A deleted scene from Iron Man 2? Nope, just one of the many cinematically stimulating moments in Maryland Deathfest: The Movie

Alright, I kinda don’t wanna talk any shit about Maryland Deathfest: The Movie for a number of reasons. I don’t know David Hall, the dude who made it, but I know he’s worked with a lot of cool bands I like, including Fuck the Facts and Today is the Day. Scott Hull mastered the audio, and I don’t think it’s any secret that if Scott Hull asked me to walk a few feet ahead of him and sprinkle roses in his path, I would happily do so. Maryland Deathfest is clearly one of the best U.S. festivals in all of metaldom, and I don’t want anyone to think I’m speaking ill of that fine institution, ’cause I ain’t. The first twelve minutes of the movie premiered earlier today at Metal Injection, and the Metal Injection dudes are like brothers to me, so I don’t want anyone to think that I’m disparaging that site. And I certainly don’t want anyone to think I’m trashing any of the artists in the movie, ’cause they really had nothing to do with its creation.

With all of that said, those first twelve minutes of this movie really do not make me wanna see the next twelve minutes.

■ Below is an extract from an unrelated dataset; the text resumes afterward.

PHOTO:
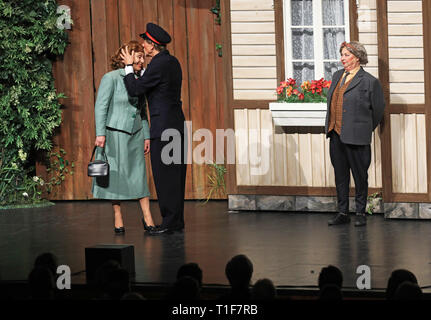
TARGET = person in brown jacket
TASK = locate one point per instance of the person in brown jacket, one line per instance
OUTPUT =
(355, 108)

For one thing, nothing of interest happens for roughly the first three minutes. You know the whole theory about how it’s good to grab the audience’s attention right from the get-go? Well, that lesson was completely ignored here. Even moments when excellent musicians like Grace Perry and Land Phil show-up are a waste, ’cause they don’t get to do nuthin’. I mean, it looks like they might be saying something – maybe even something interesting – but who the fuck knows, because for no apparent reason whatsoever, the audio has been almost completely muted. I assume that was an artistic choice, but… why? Especially when you have footage of people screaming right into the camera – why mute that? What’s the thought behind it? Is it the quiet before the storm? If so, did no one who was working on this think, “Gee, it’s ‘quiet’ before the storm, not ‘silence’ before the storm.” Can you imagine if instead of thirty-seven seconds of acoustic guitars, Metallica had started “Battery” with thirty-seven seconds of silence? You’d be like “What the fuck is going on here?” For fuck’s sake, when the clip started, I thought my speakers were broken or something. And even if you wanted to have some silence, why make it last for THREE MINUTES???

But thank Christ we have all that B&W footage of kids sitting on the sidewalk or laying down on the lawn, right? Nothing gets you more excited than watching other people be bored. I’ve done my share of waiting for a show to begin, and I don’t need any home movies of that experience – let alone home movies of other people suffering through that experience. Unless the idea was to make us experience the boredom of the would-be concertgoers, in which case, mission accomplished.

And then the performance footage starts. Performance footage! Great! Except, uh… I have no idea what the thought process was behind the editing. It’s insanely fast, but except for a couple of brief moments, it’s not cut to the rhythms or the melodies of the music; it just seems kind of arbitrary, like the editor was having a seizure. I know people like to bitch about the way metal videos are cut these days – that it’s all too fast or whatever – but I can’t recall a time in the past when I saw some editing like this and really just had no idea what was going through the filmmaker’s mind. Imagine an old-school television director shouting “CAMERA ONE! CAMERA TWO! CAMERA ONE! CAMERA TWO!” over and over again for no good reason, and you’ll understand what I mean.

And I’m not even sure better editing could’ve saved it, to be honest. There a complete lack of energy, and the shot choices are weird. Why am I watching that drummer pick some goop from his eyes during downtime in the song? Am I supposed to think, “Drummers have goop in their eyes just like me! MUSICIANS ARE PEOPLE, TOO!!!”

So, yeah. Thus ends my interest in Maryland Deathfest: The Movie.

But don’t take my word for it. Watch the footage at Metal Injection, and then let us know what you think in our comments section. At least the music, by Hero Destroyed, Triac, and Jig Ai, is pretty good.